Rather, the EQ here is this: “What does it take to survive?” I mean, in order to tend to this honour well?
I need to be both physically and emotionally well. Both, and the one depends most certainly on the other. I choose to face the road before me. I choose to find the joy. I choose to acknowledge my mistakes. I choose to cry the surfeit amount of tears. I choose do this well.
I will talk about it. I don’t want to, but my own survival depends upon this.
Keep on talking. I so loved to listen to
this.
Love a friend
Donna, you of all people have walked this road for yourself and for your parents and your brother and your family …. you know what I’m talking about here best of all. Love.

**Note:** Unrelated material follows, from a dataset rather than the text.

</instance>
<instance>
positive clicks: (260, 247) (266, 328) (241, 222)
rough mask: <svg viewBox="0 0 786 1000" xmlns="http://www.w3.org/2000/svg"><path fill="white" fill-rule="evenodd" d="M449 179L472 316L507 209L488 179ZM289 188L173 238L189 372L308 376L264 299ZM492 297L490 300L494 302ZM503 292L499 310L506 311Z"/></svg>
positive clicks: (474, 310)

To do it well with love and honour is the bottom line. It’s all about no regrets and to still find joy. Love you my friend.
Truth. We have to prop each other up. Like all winters, I wish there was a way to shorten the season, but since there isn’t we will enjoy the cold beauty and sing through the work. ♡
I can hear your voice in each’n’ev’ry word I read. 💓 “Truth.” That we shall do.
Thanks Donna! You’re a good friend!
Once again you hit me in the feels. Thank you.
Thanks, Cathy. I don’t set out to hit people anywhere but I’m glad it meant something to you. I wrote this one mostly to process my rather unexpected and unpleasant response to the invitation to talk. Had to spend some time sorting that out!